Our findings are of broad relevance to prior studies that have compared CMR to echo. Of course, it is important to recognize that differences between modalities are partially due to echo-specific factors. Echo employs geometric assumptions that may not be valid for individual patients, especially those with advanced LV remodeling. Image quality can also affect echo, whereas CMR provides excellent endocardial definition that enables highly reproducible LVM quantification.^29,30 However, prior papers have demonstrated systematically lower LVM by CMR vs. echo,^1–4 suggesting biases not fully explained by echo limitations in context of several studies showing unbiased estimation of echo-derived LVM vs. necropsy-verified LV weight.^5,6,8 From a clinical perspective, echo is widely available, prognostically validated, and inexpensive, supporting its use as a primary screening modality to measure LV mass, with more costly testing such as CMR reserved for cases with non-diagnostic or technically challenging echoes. Prior work by our group has demonstrated CMR factors can contribute to discrepancy with echo. For example, failure to account for partial voxels (i.e. LV myocardium admixed with blood pool within individual voxels) is one reason for CMR discordance with both echo-quantified LVM and necropsy-verified LV weight.¹ Current findings, obtained using a highly reproducible quantification algorithm that accounts for myocardial partial voxels, demonstrate that use of binary criteria to define the basal-most LV is another CMR reason for discordance, yielding differences with both necropsy and echo measurements proportional to magnitude of myocardium omitted from CMR measured LVM. These results are consistent with the fact that echo formulae were extrapolated from autopsy measured total LV weight, and would thus be expected to best agree with CMR measurements of LVM that account for all LV myocardium actually imaged.

There are several limitations to this study. First, CMR criteria for basal slice selection were compared to echo-quantified LVM among post-MI patients, rather than an unselected population. While this enabled us to compare CMR to echo among a cohort in which both modalities were acquired within a narrow (1 day) interval, further study is needed to examine the impact of basal slice variability among normative cohorts and patients with advanced LV remodeling. Second, cine-CMR was performed using conventional breath-held two-dimensional imaging, rather than three-dimensional approaches. However, the purpose of our study was to evaluate the impact of basal slice variability in routine clinical practice, a setting in which 2D cine-CMR is a component of nearly all exams. Third, our study used an automated CMR algorithm to quantify LVM, whereas many CMR centers do so using manual planimetry. However, it is important to note that the automated algorithm employed in the current study has been previously shown to yield improved reproducibility compared to manual planimetry and excellent agreement with both ex-vivo LV weight as well as phantom-verified chamber volumes,^1,19 thereby supporting its use as a reliable means of quantifying methodology-associated differences in LVM.

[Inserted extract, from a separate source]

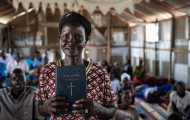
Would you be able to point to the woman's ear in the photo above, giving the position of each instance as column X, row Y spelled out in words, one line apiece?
column 87, row 38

In summary, results of this study show that established CMR methods which exclude fractional components of basal LV myocardium yield discordant results concerning LVH and/or chamber dilation, as well as increased magnitude of difference with echocardiography. Findings add to a growing body of literature demonstrating the importance of methodological standardization when comparing population-based LVM measured using a single imaging modality, or comparing quantitative indices measured by different tests such as CMR and echocardiography.